This is part 1 of a planned multi-part blog post on network automation efforts at athenahealth inc.
Automate your network! Isn’t that all you hear these days if you are a network engineer? “Automate your network provisioning like changing a vlan on a port or adding a new rack/row/pod in your data center, so you can concentrate on higher-level tasks”. It’s a beautiful place to be. Wouldn’t we all like to be there?
This series of writeups is meant to be something of “A History of Network Automation at athenahealth”.
Firstly, this is not a how-to guide, not a step by step instructional text or even the right way to do automation. This “History” is only meant to share with you our experiences and hopefully some useful code.
Also, this “History” is still being written, so I anticipate changes and corrections to previously held beliefs and positions.
And lastly, I’m hoping for your feedback, commentary, and suggestions should you feel so inclined.
Part 1: Hardware, OS, Speed Rails
In this first post I will set the stage by describing the choices we’ve made before even starting to automate.
What Is Automation (To Me)?
Traditionally we’d configure the box and use RANCID to grab a config backup. If you did it right, you’d also look for “configured by” syslog messages on your syslog collector and trigger a RANCID run on demand. Then store every run in a versioning system like CVS. Maybe throw some web interface to browse it. That was my approach for as long as I can remember.
All the hype today is around “infrastructure as code”. To me, that means a couple of things:
- The described earlier process needs to reverse. You create new configuration version (yes, if you have any sense you do this anyway in a notepad instead of directly on the router), you commit it to the version repository, test it (I hope you test it!), and then kick off the provisioning task.
- You don’t actually create a configuration. You define values for variables and then some code (a compiler of sorts) runs to generate the configuration. You probably are doing something similar today using templates, which could be a simple text file with search and replace, or an excel sheet with macros. I even tried to make a basic webpage in the past that would let a user enter some values and it would return a copy/paste version of configuration.

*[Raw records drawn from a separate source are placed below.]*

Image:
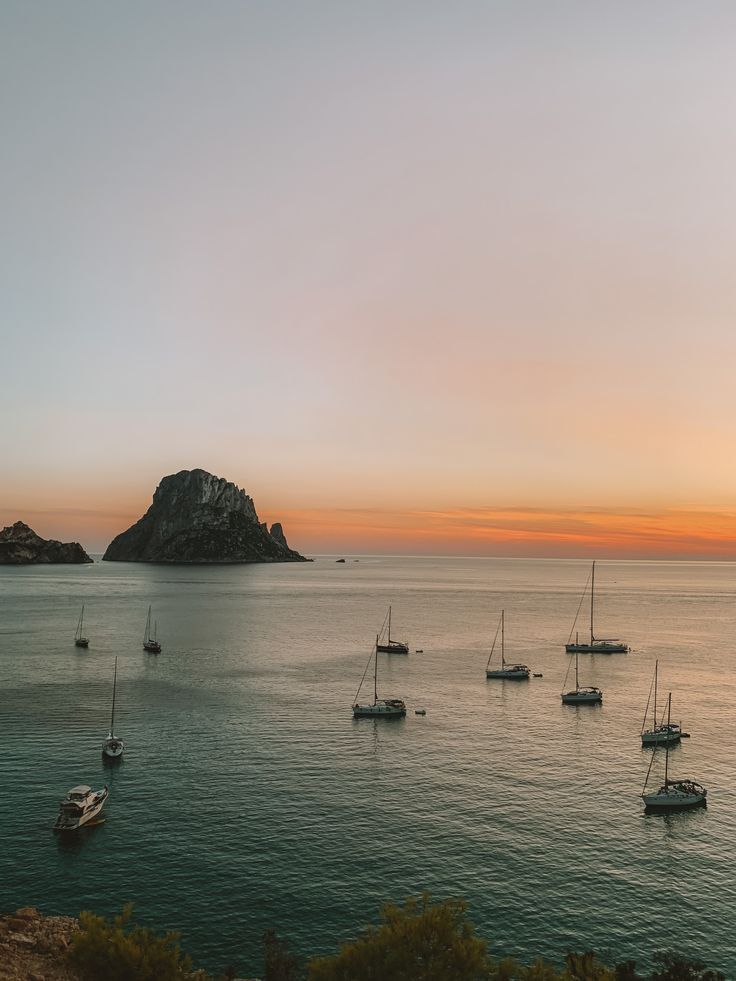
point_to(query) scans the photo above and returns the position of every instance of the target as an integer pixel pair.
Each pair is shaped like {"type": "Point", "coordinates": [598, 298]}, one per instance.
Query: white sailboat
{"type": "Point", "coordinates": [580, 696]}
{"type": "Point", "coordinates": [595, 645]}
{"type": "Point", "coordinates": [662, 732]}
{"type": "Point", "coordinates": [392, 646]}
{"type": "Point", "coordinates": [150, 643]}
{"type": "Point", "coordinates": [113, 746]}
{"type": "Point", "coordinates": [79, 639]}
{"type": "Point", "coordinates": [673, 795]}
{"type": "Point", "coordinates": [379, 708]}
{"type": "Point", "coordinates": [516, 672]}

- Automation in general means to me that given identical input parameters, a given automated process will produce identical results every time regardless of the number of executions.
This is a crude explanation of what we at athenahealth network team saw as a milestone, not even the destination. In fact, we still have a very vague idea of where the destination is to this day.
What to automate?
Overall, we have a production network and an Out-of-Band (OOB) network. The OOB network is used to manage production without connecting to the infrastructure through the customer facing interfaces.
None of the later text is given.